Spending on retail goods and services increased 0.6% in August, matching several consensus forecasts and strengthening the case for thinking that the US economy remains on a path for moderate growth. With the exception of gasoline sales and general merchandise stores, all the major categories posted higher sales last month. Overall, the August profile is a solid report that reflects a healthy pace of consumption. As an added boost for confidence: July’s initially reported flat performance was revised up to a 0.3% gain for the headline data.
Although the monthly figures look encouraging, or at least better, this time, it’s best to focus on the year-over-year comparisons for a more reliable measure of the trend for business cycle analysis. On that note, today’s release still looks good. In fact, the 5.0% annual increase for the headline data is the strongest since July 2013. When we strip out gasoline sales, the trend is even stronger: retail ex-gasoline sales rose 5.7% for the year through August 2014.
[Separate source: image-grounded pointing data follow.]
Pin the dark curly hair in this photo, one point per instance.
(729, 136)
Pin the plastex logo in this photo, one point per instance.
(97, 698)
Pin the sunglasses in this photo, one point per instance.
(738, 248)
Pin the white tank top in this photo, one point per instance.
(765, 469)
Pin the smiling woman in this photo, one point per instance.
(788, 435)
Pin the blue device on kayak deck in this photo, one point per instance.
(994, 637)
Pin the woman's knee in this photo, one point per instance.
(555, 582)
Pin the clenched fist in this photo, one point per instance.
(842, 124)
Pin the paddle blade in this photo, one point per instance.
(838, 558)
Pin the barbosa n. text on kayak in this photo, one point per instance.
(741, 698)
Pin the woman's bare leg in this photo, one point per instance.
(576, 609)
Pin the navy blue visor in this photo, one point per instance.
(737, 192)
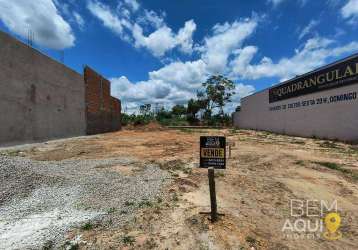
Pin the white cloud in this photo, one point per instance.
(315, 53)
(188, 75)
(133, 4)
(163, 39)
(350, 11)
(42, 17)
(276, 3)
(225, 39)
(308, 29)
(151, 18)
(109, 18)
(79, 20)
(158, 42)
The usual suspects from the perennially bearish camp are desperately trying to spin today’s report as a sign of trouble for retail spending by cherry picking a few monthly changes. But the chart above begs to differ in a convincing degree by cutting through the noise and minimizing subjectivity. August clearly reflects an acceleration in retail spending via the 12-month change. It’s open for debate if this a prelude to ongoing strength with consumer demand, but the rearview mirror at the moment speaks loudly and clearly on behalf of the bullish viewpoint.
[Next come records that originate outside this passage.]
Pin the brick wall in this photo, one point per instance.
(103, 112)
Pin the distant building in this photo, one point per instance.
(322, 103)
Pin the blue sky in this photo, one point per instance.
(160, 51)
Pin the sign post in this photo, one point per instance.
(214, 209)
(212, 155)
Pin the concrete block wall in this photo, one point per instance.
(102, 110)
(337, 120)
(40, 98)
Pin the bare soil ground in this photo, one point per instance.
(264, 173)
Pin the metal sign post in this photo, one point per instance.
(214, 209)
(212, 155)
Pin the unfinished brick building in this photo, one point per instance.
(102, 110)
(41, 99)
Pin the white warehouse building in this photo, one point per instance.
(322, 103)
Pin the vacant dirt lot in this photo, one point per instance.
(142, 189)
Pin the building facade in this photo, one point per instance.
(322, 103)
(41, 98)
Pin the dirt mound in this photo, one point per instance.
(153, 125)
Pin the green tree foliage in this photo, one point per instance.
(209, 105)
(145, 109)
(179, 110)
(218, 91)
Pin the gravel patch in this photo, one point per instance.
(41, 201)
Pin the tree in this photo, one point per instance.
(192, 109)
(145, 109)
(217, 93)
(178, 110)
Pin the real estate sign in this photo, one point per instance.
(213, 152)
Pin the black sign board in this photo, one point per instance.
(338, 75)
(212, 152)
Unsurprisingly, some analysts are quick to argue that the latest figures bode well for the future. “With further jobs gains, rises in income growth and a loosening in credit conditions in the pipeline, consumption growth should strengthen in the fourth quarter and into next year too,” predicts Paul Dales at Capital Economics.
Gus Faucher, an economist at PNC Financial Services Group, agrees. “The consumer is in decent shape right now,” he tells Bloomberg. “We are looking at solid economic growth in the third quarter.”
That’s a speculative view, of course, as any look into the future inevitably is. But there’s a bit less risk to looking ahead in the wake of today’s retail data. All the more so when you consider that the broad trend across a range of indicators continues to look encouraging, as last month’s profile of the US economy shows. Given what we know today, there’s a good case for anticipating another solid update on the macro trend later this month at CapitalSpectator.com. In fact, that’s what a markets-based view of the business cycle suggested via this week’s review.
In short, the trend is still our friend for expecting the recovery to roll on.